At more than 900 acres, Riverside Regional Park is one of Indianapolis’s premier urban parks and similar in size to Central Park in New York City. Located on the former Riverside Golf Course grounds, Riverside Adventure Park aims to expand the space beyond a single-use golf facility into a multifunctional, interactive park for all. Based on community input and site analysis, five activity zones were developed: wetland education, winter recreation, adventure recreation, river recreation, and nature engagement. First-phase implementation will include trail facilities, a nature playground, picnic shelters, signage, re-aligned entry drive and parking infrastructure, and a pedestrian bridge at Crooked Creek, planned for construction in 2023.
The park is surrounded by diverse, low to moderate income neighborhoods as well as a university. Aside from a central zone of traditional park recreation facilities, three golf courses have occupied most of its acreage since the turn of the nineteenth century.
At the end of 2019, the City of Indianapolis closed Riverside Golf Course and hired a team led by V3 to develop a conceptual design for the adventure park.

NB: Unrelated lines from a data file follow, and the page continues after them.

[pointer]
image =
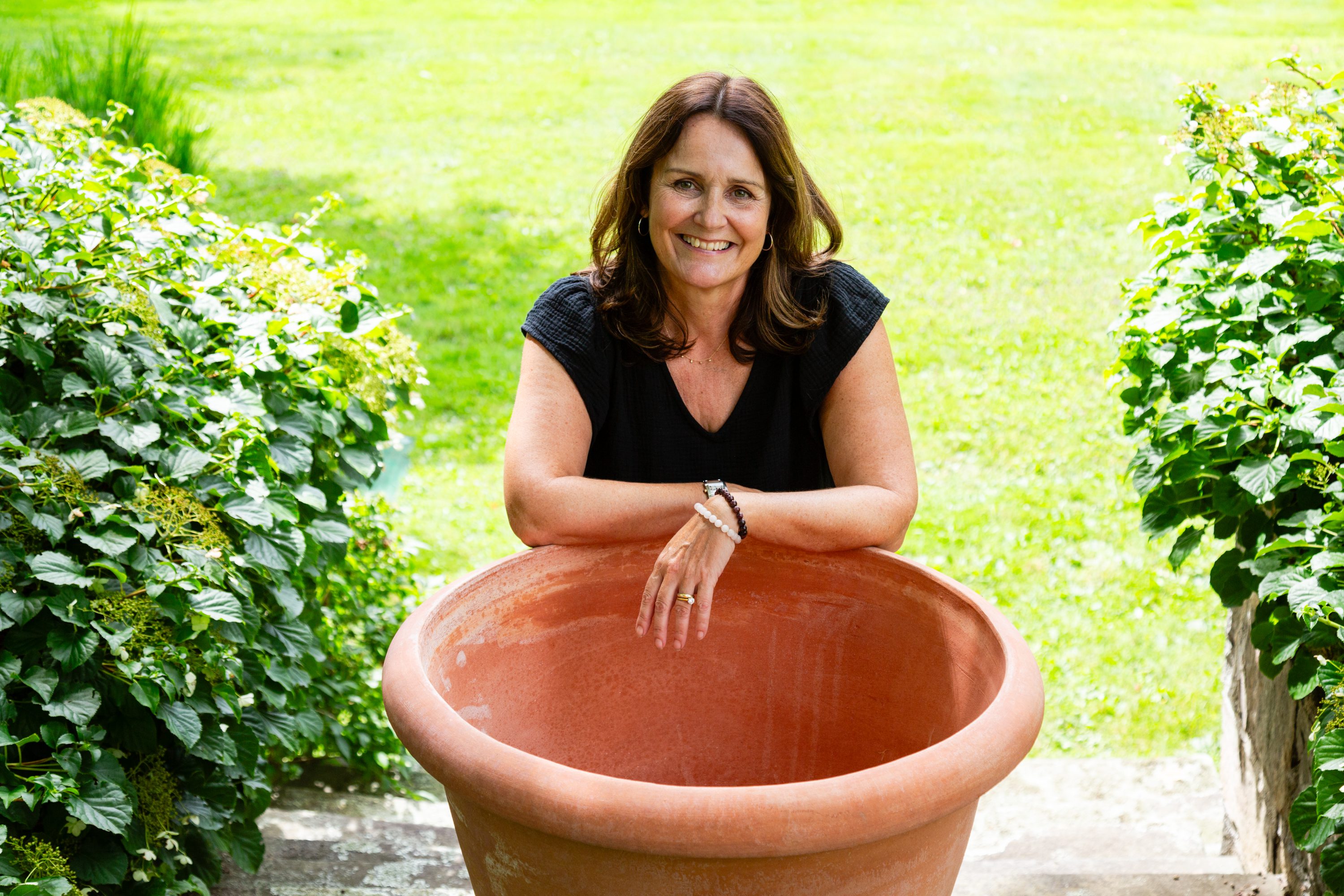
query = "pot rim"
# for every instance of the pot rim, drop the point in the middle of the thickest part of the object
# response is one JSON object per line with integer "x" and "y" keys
{"x": 715, "y": 821}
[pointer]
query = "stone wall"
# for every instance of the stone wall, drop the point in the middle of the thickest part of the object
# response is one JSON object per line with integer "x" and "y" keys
{"x": 1265, "y": 762}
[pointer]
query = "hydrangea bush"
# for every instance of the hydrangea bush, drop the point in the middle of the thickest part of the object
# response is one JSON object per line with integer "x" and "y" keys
{"x": 186, "y": 405}
{"x": 1232, "y": 351}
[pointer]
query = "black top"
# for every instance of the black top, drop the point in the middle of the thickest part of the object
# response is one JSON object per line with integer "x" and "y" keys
{"x": 644, "y": 433}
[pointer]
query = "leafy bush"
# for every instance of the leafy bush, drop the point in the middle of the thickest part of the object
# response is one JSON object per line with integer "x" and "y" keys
{"x": 363, "y": 601}
{"x": 88, "y": 70}
{"x": 185, "y": 404}
{"x": 1233, "y": 346}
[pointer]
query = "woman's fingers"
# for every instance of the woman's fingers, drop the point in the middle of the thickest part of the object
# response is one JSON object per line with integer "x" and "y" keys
{"x": 663, "y": 602}
{"x": 651, "y": 589}
{"x": 682, "y": 614}
{"x": 703, "y": 601}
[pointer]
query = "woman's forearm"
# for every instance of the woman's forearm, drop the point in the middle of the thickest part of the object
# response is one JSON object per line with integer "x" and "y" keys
{"x": 574, "y": 509}
{"x": 854, "y": 516}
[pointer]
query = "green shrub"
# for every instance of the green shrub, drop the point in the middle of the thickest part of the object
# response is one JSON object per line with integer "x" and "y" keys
{"x": 186, "y": 402}
{"x": 363, "y": 601}
{"x": 1233, "y": 349}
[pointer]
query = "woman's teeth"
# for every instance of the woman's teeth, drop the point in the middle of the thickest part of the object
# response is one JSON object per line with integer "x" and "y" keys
{"x": 705, "y": 244}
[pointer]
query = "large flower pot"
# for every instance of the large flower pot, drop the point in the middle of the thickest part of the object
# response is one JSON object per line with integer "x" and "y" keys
{"x": 831, "y": 735}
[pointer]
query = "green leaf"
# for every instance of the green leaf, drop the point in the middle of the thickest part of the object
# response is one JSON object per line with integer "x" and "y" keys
{"x": 288, "y": 599}
{"x": 131, "y": 437}
{"x": 217, "y": 605}
{"x": 1260, "y": 263}
{"x": 10, "y": 667}
{"x": 1301, "y": 816}
{"x": 244, "y": 507}
{"x": 215, "y": 746}
{"x": 101, "y": 805}
{"x": 1186, "y": 544}
{"x": 330, "y": 531}
{"x": 109, "y": 539}
{"x": 90, "y": 465}
{"x": 1260, "y": 476}
{"x": 43, "y": 887}
{"x": 1301, "y": 677}
{"x": 1232, "y": 583}
{"x": 58, "y": 569}
{"x": 100, "y": 860}
{"x": 276, "y": 551}
{"x": 1332, "y": 866}
{"x": 363, "y": 461}
{"x": 42, "y": 680}
{"x": 182, "y": 462}
{"x": 311, "y": 496}
{"x": 288, "y": 676}
{"x": 39, "y": 304}
{"x": 246, "y": 845}
{"x": 77, "y": 704}
{"x": 19, "y": 609}
{"x": 77, "y": 424}
{"x": 108, "y": 367}
{"x": 182, "y": 722}
{"x": 291, "y": 456}
{"x": 72, "y": 646}
{"x": 349, "y": 318}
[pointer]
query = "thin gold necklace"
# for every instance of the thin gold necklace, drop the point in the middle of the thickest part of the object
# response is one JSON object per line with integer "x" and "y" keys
{"x": 711, "y": 355}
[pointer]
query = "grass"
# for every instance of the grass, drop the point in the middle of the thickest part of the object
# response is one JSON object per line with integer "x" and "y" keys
{"x": 88, "y": 69}
{"x": 986, "y": 159}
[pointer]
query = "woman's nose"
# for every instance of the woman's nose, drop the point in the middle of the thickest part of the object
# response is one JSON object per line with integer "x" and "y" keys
{"x": 711, "y": 213}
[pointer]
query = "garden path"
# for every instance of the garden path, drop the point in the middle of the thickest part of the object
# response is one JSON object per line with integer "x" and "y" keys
{"x": 1054, "y": 828}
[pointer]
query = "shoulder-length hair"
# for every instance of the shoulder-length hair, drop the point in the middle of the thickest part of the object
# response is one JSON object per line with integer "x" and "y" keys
{"x": 625, "y": 269}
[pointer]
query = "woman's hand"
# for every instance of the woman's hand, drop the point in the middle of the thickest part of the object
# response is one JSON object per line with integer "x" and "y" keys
{"x": 690, "y": 563}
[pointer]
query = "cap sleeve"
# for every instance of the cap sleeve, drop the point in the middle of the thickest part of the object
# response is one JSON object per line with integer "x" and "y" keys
{"x": 854, "y": 308}
{"x": 568, "y": 326}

Our multi-disciplined team performed an inventory of the site’s natural resources, existing conditions and researched the site’s history.
The project kicked off at the start of the Covid-19 pandemic and inspired the team to creatively design a new way to safely engage with residents across the 200-acre site to draw visitors seeking outdoor experiences during the pandemic.
An open house with guided and self-guided site tours across the 200-acre park site helped folks discover the quickly transforming landscape. The open house event was led by project team member Groundwork Indy, an organization embedded within the neighborhood. This allowed the project to put dollars directly back into the community by employing local vendors and performers for the public open house.
Five temporary art sculptures were installed and an open house event drew nearly 500 participants to the park for tours, performances, and food.
An equity-based engagement strategy provided opportunities to build relationships and trust with the community which yielded opportunities that hadn’t been considered.
Invasive plant material was inventoried and identified for removal through restoration using native plants. Native floodplain planting strategies were developed to minimize the impact of invasive plant seed introduction by future flooding. First-phase improvements will incorporate native planting in compensatory storage and other landscape areas.